Maybe they convert the euro sign to HTML entity (as told about somewhere
else in the thread) &euro; ? But, when, at what level of the process
(before submission, after submission ; their form doesn't include any
checkbox and doesn't fall in the bug I told about using IE) ?

What do you think aboyt that ?
 
B

Ben Morrow

Quoth Yohan N. Leder said:
And, knowing the only difference between ISO-8859-1 and ISO-8859-15 is
the euro sign (from what I've understood), why not continue to use ISO-
8859-1 and manage to translate any euro sign to its HTML entity (&euro;)

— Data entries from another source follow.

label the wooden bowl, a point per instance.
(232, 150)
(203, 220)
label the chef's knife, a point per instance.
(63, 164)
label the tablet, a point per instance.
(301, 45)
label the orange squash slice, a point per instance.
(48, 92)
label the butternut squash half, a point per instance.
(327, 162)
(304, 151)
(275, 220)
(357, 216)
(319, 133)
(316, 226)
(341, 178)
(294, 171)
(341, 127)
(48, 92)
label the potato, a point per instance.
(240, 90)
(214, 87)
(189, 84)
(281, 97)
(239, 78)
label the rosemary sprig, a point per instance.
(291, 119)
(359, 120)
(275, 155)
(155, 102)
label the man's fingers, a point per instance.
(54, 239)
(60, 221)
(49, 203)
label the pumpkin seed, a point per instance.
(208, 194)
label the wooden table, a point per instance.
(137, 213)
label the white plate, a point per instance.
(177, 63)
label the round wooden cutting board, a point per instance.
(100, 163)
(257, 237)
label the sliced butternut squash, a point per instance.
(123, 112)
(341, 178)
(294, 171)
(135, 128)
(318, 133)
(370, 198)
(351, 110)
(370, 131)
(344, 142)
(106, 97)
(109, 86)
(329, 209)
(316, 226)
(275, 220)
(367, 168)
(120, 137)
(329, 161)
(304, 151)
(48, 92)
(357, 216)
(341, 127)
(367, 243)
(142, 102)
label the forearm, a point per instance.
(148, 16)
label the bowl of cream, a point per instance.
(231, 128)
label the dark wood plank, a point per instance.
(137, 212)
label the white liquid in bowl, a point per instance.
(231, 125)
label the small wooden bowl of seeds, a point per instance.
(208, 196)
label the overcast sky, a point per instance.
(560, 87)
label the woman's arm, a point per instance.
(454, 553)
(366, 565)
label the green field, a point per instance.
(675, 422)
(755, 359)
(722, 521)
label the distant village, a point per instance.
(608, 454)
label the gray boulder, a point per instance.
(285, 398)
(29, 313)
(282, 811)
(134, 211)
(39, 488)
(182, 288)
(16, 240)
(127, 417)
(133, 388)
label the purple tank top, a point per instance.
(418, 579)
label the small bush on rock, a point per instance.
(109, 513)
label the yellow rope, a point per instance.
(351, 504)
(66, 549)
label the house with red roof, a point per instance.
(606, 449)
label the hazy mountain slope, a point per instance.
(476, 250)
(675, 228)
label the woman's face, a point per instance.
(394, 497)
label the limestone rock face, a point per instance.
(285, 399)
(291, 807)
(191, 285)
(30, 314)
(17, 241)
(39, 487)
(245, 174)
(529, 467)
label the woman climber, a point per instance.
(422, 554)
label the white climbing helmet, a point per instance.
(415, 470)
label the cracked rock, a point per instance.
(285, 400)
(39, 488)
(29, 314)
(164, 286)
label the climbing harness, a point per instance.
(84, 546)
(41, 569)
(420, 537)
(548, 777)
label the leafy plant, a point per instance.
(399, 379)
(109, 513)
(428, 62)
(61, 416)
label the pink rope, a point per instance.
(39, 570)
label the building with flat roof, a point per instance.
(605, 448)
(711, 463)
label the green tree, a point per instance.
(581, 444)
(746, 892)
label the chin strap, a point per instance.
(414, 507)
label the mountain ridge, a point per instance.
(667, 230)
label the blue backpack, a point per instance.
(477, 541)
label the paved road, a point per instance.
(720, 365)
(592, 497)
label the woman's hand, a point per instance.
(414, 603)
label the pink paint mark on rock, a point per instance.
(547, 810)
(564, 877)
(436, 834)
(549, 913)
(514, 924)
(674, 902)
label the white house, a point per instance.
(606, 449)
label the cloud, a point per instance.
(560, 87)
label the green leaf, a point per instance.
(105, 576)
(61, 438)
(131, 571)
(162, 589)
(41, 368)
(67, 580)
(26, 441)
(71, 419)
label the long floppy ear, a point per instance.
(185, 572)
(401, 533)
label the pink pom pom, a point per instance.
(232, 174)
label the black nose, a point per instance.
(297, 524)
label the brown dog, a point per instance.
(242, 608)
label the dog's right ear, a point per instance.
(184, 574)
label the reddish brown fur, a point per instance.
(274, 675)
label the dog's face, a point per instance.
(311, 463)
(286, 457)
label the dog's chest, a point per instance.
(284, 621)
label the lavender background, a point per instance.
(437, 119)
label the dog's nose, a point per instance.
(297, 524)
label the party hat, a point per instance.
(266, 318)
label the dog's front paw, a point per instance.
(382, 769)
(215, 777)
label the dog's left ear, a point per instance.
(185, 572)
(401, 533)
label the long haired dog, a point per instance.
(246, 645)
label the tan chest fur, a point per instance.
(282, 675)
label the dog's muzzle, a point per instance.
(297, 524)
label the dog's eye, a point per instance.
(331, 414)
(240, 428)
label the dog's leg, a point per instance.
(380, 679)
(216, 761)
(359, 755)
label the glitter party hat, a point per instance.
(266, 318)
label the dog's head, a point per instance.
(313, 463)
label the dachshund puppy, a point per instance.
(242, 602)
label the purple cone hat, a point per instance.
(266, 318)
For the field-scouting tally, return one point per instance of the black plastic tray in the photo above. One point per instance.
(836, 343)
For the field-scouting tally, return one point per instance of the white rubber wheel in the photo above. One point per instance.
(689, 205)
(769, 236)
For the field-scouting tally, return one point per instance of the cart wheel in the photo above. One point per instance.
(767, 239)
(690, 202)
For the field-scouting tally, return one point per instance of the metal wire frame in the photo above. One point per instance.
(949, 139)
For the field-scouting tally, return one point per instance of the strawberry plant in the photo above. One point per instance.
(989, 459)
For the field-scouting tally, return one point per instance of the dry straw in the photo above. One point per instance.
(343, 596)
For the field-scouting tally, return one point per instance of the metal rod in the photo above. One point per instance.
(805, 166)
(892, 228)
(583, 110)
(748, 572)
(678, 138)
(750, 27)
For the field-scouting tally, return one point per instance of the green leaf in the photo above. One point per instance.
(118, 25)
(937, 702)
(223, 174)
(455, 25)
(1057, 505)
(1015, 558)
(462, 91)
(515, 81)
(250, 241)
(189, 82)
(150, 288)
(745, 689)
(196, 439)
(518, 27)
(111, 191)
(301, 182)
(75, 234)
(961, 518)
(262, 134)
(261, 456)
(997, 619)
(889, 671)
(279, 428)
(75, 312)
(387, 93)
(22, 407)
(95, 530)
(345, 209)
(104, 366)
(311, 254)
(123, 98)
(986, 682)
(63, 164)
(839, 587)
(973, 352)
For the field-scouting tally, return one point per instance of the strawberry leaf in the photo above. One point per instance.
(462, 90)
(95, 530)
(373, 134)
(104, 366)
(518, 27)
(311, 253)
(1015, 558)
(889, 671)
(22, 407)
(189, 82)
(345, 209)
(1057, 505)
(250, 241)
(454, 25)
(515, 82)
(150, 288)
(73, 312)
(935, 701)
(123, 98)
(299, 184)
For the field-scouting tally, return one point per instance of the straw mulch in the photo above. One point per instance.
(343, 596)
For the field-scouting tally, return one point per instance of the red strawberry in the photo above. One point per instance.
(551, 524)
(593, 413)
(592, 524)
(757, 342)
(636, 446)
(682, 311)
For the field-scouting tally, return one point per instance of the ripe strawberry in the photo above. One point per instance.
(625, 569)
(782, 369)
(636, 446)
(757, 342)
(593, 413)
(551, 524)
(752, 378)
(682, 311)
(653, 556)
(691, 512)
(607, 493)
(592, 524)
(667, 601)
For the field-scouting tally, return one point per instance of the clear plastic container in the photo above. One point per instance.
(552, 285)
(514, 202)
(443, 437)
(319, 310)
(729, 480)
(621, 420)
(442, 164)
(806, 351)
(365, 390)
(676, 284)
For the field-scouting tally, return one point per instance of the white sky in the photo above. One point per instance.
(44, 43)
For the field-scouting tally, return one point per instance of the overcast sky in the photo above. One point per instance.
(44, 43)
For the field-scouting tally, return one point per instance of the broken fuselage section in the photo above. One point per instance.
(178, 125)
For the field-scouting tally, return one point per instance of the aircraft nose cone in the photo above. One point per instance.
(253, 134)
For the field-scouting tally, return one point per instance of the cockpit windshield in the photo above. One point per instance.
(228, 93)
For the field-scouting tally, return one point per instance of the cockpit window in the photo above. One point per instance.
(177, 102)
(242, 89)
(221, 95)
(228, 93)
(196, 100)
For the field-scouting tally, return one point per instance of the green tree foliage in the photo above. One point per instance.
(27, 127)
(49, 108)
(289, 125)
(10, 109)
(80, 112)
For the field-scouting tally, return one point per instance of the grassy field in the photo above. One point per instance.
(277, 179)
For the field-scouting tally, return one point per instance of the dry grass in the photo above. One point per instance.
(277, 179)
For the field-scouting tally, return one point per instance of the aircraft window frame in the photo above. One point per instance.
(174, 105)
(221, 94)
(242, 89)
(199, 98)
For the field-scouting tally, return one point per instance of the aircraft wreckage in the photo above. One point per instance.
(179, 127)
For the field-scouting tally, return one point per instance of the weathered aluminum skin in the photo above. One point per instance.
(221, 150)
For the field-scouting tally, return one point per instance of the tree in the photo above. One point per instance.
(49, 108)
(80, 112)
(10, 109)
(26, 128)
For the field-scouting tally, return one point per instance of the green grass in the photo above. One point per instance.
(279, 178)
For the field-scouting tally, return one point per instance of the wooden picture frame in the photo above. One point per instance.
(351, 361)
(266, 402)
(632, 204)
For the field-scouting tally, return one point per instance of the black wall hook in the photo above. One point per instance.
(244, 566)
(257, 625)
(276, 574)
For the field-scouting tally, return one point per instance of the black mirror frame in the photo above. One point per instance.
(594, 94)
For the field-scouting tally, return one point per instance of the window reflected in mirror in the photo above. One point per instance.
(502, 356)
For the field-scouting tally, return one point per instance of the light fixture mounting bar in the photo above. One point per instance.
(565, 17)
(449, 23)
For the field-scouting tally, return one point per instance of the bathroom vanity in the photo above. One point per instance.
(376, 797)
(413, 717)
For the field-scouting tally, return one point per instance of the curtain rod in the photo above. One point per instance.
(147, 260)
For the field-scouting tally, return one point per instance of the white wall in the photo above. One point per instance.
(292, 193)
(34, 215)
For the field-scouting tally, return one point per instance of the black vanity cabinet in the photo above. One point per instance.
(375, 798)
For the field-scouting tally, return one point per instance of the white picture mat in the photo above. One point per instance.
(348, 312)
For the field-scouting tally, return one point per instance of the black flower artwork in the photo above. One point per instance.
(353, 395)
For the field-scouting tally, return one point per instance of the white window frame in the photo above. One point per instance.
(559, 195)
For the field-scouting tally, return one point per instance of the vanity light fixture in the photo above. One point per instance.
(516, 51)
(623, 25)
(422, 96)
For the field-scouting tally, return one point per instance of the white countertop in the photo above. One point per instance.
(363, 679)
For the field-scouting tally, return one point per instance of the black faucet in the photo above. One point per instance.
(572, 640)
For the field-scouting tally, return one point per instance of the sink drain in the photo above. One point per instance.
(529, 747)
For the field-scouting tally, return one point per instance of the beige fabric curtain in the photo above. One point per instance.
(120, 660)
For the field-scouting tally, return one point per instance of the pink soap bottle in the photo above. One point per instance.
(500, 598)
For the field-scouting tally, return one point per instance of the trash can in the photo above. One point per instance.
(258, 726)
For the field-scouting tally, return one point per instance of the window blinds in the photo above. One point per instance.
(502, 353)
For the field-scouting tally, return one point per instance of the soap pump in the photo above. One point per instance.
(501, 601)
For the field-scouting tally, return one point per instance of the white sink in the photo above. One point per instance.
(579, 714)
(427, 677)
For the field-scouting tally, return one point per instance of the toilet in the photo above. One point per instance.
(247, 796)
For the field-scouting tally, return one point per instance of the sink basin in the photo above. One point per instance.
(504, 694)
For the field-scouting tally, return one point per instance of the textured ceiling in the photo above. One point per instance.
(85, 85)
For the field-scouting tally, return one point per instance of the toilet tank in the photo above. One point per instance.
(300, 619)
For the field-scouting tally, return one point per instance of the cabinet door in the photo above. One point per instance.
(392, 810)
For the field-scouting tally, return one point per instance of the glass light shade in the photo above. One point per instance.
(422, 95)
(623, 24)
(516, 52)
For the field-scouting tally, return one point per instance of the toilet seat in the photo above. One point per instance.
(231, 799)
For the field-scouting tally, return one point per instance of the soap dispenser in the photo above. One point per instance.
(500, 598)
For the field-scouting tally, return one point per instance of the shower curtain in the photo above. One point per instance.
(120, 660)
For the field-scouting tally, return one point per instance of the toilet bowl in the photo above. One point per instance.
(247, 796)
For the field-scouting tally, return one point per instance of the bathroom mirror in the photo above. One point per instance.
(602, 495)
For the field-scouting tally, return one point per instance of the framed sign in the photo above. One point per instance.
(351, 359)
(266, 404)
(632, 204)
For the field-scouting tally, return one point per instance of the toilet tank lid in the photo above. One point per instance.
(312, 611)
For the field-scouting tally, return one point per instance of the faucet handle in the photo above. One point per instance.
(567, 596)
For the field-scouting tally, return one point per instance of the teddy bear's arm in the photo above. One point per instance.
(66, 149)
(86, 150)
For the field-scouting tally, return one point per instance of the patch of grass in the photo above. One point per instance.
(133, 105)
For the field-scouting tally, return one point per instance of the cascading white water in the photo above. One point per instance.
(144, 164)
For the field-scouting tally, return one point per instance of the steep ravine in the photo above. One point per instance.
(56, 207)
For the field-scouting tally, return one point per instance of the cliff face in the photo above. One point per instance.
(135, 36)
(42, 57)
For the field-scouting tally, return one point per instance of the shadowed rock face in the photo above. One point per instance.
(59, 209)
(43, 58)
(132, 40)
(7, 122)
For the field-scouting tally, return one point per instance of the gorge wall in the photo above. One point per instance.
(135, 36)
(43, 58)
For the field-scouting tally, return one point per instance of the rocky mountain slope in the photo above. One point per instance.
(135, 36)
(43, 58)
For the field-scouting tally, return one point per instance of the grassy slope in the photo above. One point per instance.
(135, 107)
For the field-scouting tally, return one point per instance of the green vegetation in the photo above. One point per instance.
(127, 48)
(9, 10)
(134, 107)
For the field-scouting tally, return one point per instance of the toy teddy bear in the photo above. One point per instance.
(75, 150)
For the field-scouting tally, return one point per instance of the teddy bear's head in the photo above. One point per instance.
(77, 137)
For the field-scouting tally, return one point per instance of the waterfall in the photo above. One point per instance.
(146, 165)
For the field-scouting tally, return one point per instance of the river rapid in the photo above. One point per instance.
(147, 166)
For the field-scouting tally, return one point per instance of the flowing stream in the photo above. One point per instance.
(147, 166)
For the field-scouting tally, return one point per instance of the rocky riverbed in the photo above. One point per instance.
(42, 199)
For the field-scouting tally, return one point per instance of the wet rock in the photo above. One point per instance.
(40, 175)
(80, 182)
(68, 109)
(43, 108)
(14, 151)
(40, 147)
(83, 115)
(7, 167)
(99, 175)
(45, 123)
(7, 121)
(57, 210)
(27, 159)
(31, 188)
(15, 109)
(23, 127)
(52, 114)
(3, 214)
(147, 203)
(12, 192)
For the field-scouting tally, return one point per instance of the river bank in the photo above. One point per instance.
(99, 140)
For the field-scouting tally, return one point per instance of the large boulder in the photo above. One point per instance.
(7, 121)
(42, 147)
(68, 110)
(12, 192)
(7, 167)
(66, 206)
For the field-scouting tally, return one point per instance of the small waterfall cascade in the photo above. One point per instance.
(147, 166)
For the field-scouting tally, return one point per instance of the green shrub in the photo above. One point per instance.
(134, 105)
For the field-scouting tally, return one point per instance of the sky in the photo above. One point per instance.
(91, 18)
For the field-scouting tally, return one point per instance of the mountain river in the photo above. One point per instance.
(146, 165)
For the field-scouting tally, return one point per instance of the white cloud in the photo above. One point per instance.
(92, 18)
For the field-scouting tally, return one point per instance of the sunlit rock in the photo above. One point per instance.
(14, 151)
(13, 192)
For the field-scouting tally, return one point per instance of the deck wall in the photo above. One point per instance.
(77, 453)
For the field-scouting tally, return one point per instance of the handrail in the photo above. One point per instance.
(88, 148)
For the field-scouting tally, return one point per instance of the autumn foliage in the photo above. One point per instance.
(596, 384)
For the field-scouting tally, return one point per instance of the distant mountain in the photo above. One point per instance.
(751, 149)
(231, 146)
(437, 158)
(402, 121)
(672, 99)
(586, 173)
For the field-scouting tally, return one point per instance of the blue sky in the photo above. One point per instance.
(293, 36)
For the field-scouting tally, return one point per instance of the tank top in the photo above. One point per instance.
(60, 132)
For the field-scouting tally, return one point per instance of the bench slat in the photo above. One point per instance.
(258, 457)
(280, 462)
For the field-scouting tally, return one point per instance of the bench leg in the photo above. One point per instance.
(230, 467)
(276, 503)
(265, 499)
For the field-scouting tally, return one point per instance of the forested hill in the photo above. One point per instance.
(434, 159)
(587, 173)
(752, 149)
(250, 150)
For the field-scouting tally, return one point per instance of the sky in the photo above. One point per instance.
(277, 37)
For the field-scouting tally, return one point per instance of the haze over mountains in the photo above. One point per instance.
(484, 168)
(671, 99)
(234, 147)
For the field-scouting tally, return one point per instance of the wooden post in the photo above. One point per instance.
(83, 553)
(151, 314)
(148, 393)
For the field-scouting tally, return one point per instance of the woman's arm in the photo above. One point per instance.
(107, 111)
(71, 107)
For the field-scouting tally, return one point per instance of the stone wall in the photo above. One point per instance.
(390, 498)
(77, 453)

That's fine for output, but if forms are submitted in the same charset
as the page the form was on, people won't be able to submit an entry
containing a euro. At least, not in any form you will be able to
understand.
The main concern about input, in this case, is to know when to convert
this euro sign : before submission (maybe using javascript)
Yeuch!

or at STDIN
parsing time. The second one requiring that STDIN be not corrupted by
the presence of this outside-charset char

There is no way of identifying a euro sign, however the browser submits
it (and non-broken browsers won't, anyway, as it's not valid). Every
8-bit byte is a valid ISO8859-1 character, so whatever single- or
multi-byte sequence the browser transmits for euro will just look like a
sequence of perfectly valid, but wrong, ISO8859-1 characters.

I think I would recommend either using 8859-15, or, if you think that's
dodgy,

1. work internally in iso8859-15,

2. make sure your output data is plain 7-bit ascii (HTML-escape
everything else),

3. mark the data as UTF-8 (this is valid, as UTF-8 is a strict
superset of 7-bit ascii)

4. decode the UTF-8 submissions into iso8859-15 yourself. This
shouldn't be too hard: there will be some 128 two-byte sequences
you want to translate to single bytes, and any other top-bit-set
character is an error. If you're feeling lazy you could fork
iconv(1) :). You may be able to rip bits from one of the
Unicode::* modules, though I'd expect the actual decoding
routines to be in C (which I guess is no use to you).

Ben
 
B

Bart Lateur

Yohan said:
What you say
here is that PHP can *include* a Perl script ?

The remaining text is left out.